Page has 8 constructor parameters, 1 of which is required.

  • site - A Wiki object (required)
  • title - The title of the page. Default: None
  • check - Whether or not to do API queries to set basic information about the page. Default: True
  • followRedir - Whether or not to follow redirects when doing the checks. Default: True
  • section - The name of a section on the page. See the note below about sections. Default: None
  • sectionnumber - The number of a section on the page. See the note below about sections. Default: None
  • pageid - The pageid value of the page
  • namespace - The namespace number of the page.

####Parameter combinations Certain parameters used in combination with others can cause unexpected behavior.

  • The namespace number should not be set if the namespace is already in the title. If a namespace number is given, it will assume the title does not contain a namespace prefix.
  • Either title or pageid must be set.
  • Do not set both the pageid and the title, unless you are absolutely sure both are correct. if check is True and they don't correspond to the same page, the pageid value will override the title. If check is False, the behavior may be unexpected.
  • Only 1 method should be used for setting the section. sectionnumber will override section, which will override an anchor in the title.
  • Even if check is False, followRedir still sets an instance variable that will be checked if setPageInfo() is ever called on the object.
  • Even if check is False, section name validation (which does an API query) will still be done

####Notes on sections

  • In addition to the section and sectionnumber parameters, a section can also be set by an anchor in the title (a '#' followed by the section name). The anchor will be stripped and used as the section name.
  • If a section is set, only getWikiText and edit apply to the section. All other functions apply to the entire page.
  • Validation is done on section names, but not on numbers.

Methods

setPageInfo

setPageInfo()

Gets basic information about the page, like the pageid and whether it exists. Also resolves redirects if followRedir was set to True during construction. Returns the Page object. This is called automatically from the constructor if check was set to True and it may be called by other functions if they need the information.

setNamespace

setNamespace(newns, recheck=True)

Change the namespace of the page. newns should be an integer or a Namespace. recheck will call setPageInfo() again with the new namespace. Setting recheck to False is not recommended. Returns the new namespace number.

setSection

setSection(section=None, number=None)

Set a section on the page using either a section name (section) or number. See the [notes on sections](#notes on sections).

canHaveSubpages

canHaveSubpages()

Whether or not a subpage can be made for the current page. This is based on which namespace it's in and the settings of the wiki.

isRedir

isRedir()

Whether or not the current page is a redirect.

isTalk

isTalk()

Whether the current page is in a talk (odd-numbered) namespace.

toggleTalk

toggleTalk(check=True, followRedir=True)

If the current page is a talk page, it returns a new Page object for the corresponding non-talk page. If the current page is a non-talk page, it returns a new Page object for the corresponding talk page. This differs from setNamespace in that it does not change the Page object it's called on. check and followRedir have the same meanings as in the Constructor.

getWikiText

getWikiText(expandtemplates=False, force=False)

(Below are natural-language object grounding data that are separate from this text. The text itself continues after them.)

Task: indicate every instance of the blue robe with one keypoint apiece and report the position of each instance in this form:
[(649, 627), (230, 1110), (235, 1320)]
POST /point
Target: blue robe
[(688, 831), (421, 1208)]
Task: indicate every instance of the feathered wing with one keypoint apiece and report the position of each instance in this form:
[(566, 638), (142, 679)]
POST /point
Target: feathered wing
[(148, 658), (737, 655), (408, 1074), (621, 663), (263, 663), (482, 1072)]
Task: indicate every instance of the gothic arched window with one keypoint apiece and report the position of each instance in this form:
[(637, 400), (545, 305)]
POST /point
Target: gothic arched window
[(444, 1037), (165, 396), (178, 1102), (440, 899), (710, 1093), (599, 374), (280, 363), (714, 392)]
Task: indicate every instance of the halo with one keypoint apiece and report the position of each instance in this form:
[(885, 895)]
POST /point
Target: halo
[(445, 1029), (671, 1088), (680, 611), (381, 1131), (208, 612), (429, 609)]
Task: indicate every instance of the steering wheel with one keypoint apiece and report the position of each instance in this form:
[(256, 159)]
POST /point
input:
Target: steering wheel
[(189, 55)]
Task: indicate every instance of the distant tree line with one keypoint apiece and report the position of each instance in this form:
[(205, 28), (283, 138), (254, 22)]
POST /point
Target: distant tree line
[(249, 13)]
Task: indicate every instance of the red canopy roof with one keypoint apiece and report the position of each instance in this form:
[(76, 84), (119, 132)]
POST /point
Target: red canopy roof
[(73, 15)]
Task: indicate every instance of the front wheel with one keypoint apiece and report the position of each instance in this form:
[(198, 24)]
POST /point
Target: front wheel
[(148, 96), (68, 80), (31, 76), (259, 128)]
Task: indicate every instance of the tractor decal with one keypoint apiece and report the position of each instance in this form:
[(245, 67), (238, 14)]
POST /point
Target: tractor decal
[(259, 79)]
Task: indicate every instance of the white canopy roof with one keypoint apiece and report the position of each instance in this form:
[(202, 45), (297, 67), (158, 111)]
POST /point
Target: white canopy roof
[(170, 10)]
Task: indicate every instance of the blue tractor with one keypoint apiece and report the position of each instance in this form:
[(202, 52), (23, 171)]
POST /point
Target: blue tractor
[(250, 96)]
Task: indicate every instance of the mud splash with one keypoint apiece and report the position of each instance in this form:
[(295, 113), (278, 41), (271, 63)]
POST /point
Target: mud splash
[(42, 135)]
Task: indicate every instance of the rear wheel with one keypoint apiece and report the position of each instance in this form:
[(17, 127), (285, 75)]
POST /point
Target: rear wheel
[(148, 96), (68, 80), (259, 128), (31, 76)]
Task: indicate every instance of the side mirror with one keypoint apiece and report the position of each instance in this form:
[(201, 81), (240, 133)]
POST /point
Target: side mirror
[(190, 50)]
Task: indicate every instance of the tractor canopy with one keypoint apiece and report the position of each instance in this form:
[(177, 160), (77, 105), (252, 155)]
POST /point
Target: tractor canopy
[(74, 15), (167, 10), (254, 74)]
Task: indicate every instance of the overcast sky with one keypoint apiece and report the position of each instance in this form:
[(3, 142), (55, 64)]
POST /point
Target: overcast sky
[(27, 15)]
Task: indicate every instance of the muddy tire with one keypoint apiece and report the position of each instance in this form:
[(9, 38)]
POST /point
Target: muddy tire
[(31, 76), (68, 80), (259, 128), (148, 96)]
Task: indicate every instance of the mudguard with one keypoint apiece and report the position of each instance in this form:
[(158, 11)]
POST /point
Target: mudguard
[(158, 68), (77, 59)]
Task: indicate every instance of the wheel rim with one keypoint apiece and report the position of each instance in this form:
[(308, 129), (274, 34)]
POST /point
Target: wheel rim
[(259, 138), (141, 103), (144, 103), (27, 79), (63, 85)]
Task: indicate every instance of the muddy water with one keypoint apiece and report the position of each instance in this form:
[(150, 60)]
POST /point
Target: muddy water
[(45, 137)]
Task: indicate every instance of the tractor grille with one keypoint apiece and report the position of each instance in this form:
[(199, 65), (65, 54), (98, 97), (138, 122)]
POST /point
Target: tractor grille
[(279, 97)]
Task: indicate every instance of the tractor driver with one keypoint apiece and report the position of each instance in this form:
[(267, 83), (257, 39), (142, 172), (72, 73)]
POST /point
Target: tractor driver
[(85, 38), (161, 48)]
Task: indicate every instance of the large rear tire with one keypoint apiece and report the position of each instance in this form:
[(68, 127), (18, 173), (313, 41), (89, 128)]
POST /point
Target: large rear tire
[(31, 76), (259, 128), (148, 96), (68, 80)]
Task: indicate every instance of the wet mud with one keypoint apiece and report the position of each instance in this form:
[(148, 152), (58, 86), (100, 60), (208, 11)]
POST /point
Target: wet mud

Get the wikitext for the Page (or section, if set). If expandtemplates is True, templates in the text will be fully expanded. After calling this function, the text will be cached in the object. Set force to True to override the cache and get it from the server again.

getLinks

getLinks(force=False)

Returns a list of internal links on the page. After calling this function, the links will be cached in the object. Set force to True to override the cache and get them from the server again.

getProtection

getProtection(force=False)

Returns the current protection status of the page. After calling this function, the status will be cached in the object. Set force to True to override the cache and get it from the server again. The output is a dictionary like:

{'edit': {'cascading': False,
          'expiry': datetime.datetime(2015, 1, 1, 0, 53, 4),
          'level': 'sysop'},
 'move': {'cascading': False, 
          'expiry': 'infinity', 
          'level': 'sysop'}
}

Only protection levels that are actually set will be returned, so calling on an unprotected page will return an empty dict.

getTemplates

getTemplates(force=False)

Returns a list of all the templates used on the page. After calling this function, the templates will be cached in the object. Set force to True to override the cache and get them from the server again.

getCategories

getCategories(force=False)

Returns a list of all the categories the page is in. After calling this function, the categories will be cached in the object. Set force to True to override the cache and get them from the server again.

getHistory

getHistory(direction='older', content=True, limit='all')

Get the history of the page. direction is the order the revisions should be retrieved. If "older" (default), it will start with the newest revisions and get the older ones. If "newer", it will start with the oldest revisions and get the newer ones. It returns a list of dicts containing data about each revision. If content is True (the default), it will also get the wikitext of each revision. It will get the entire page, even if a section is set. limit is the maximum number of revisions or 'all' (default) to retrieve. The format of the result is:

{'*': 'Page content', # Only returned when content=True
 'comment': 'Edit summary', 
 'contentformat': 'text/x-wiki', # Only returned when content=True
 'contentmodel': 'wikitext', # Only returned when content=True
 'parentid': 1083209, # ID of previous revision
 'revid': 1083211, # Revision ID
 'sha1': '315748b8e6fb6343efed3c17b56edc2da1d9e8b5', # SHA1 hash of wikitext
 'size': 157, # Size, in bytes
 'timestamp': '2014-07-30T19:26:53Z', # Timestamp of edit
 'user': 'Example', # Username of editor
 'userid': 587508 # User ID of editor
}

getHistoryGen

getHistoryGen(direction='older', content=True, limit='all')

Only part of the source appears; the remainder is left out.